- Annette Benson in Confetti (1927)
- Born: 1895 London, United Kingdom
- Died: 1965 (aged 69–70) Santa Clara, California, U.S.
- Occupation: Actress
- Years active: 1921–1931 (film)

= Annette Benson =

British actress (1895–1965)

Annette Benson (1895–1965) was a British film actress. She was a leading lady of British silent films of the 1920s, appearing in Confetti with Jack Buchanan and Downhill with Ivor Novello. She also featured in several French and German productions in the mid-1920s. Her career tailed-off with the arrival of sound film and she made her last screen appearance in 1931.

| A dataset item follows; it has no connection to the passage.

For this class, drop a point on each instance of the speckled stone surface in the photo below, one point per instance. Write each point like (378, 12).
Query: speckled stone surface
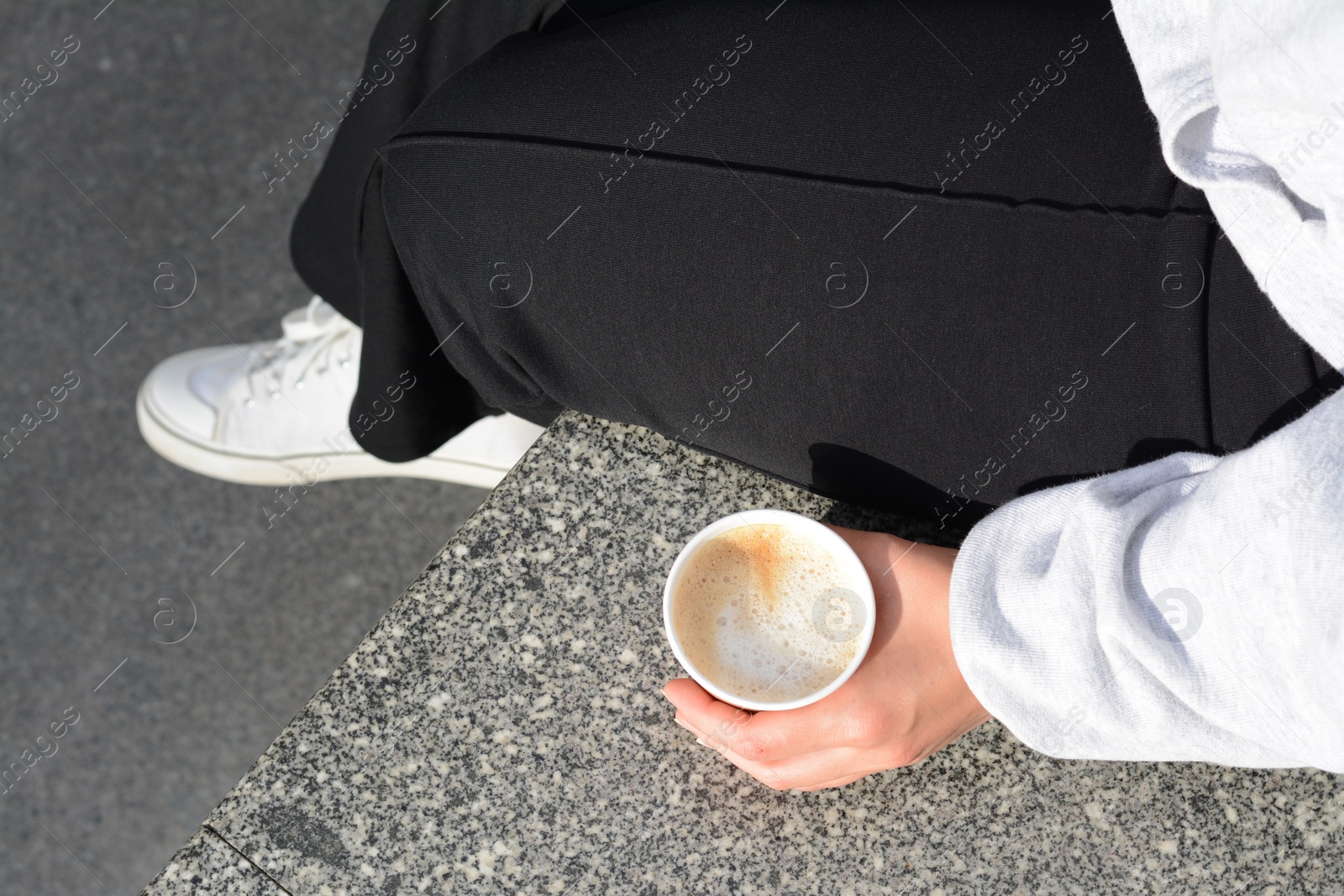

Perhaps her best-known role is that of the film star Mae Feather in Anthony Asquith's Shooting Stars.

==Filmography==

| Year | Title | Role |
| 1921 | Love at the Wheel | Helen Warwick |
| The Temporary Lady | Mary Lamb |
| Squibs | Ivy Hopkins |
| 1922 | Three Live Ghosts | Mrs. Woofers |
| The Nonentity | Beryl Danvers |
| The Man from Home | Faustina Ribière |
| Squibs Wins the Calcutta Sweep | Ivy Hopkins |
| 1923 | Afterglow | Mira Massingham |
| The Harbour Lights | Lina Nelson |
| 1924 | Lovers in Araby | Nadine Meville |
| The Money Habit | Diana Hastings |
| 1925 | A Daughter of Israel | Guitele |
| Cock of the Roost | Olga |
| Before the Battle | Alice de Corlaix |
| 1926 | The Cradle of God | Ruth |
| 1927 | Downhill | Mabel |
| Confetti | Dolores |
| 1928 | Madonna of the Sleeping Cars |  |
| Shooting Stars | Mae Feather |
| A South Sea Bubble | Lydia la Rue |
| Change of Heart | Griselda Turner |
| Sir or Madam | Lady Day |
| The Ringer | Cora Ann Milton |
| The Inseparables | Adrienne |
| 1929 | Weekend Wives | Helene Monard |
| 1931 | Deadlock | Madeleine d'Arblay |
| Almost a Divorce |  |

==Bibliography==
- Ryall, Tom. Anthony Asquith. Oxford University Press, 2013.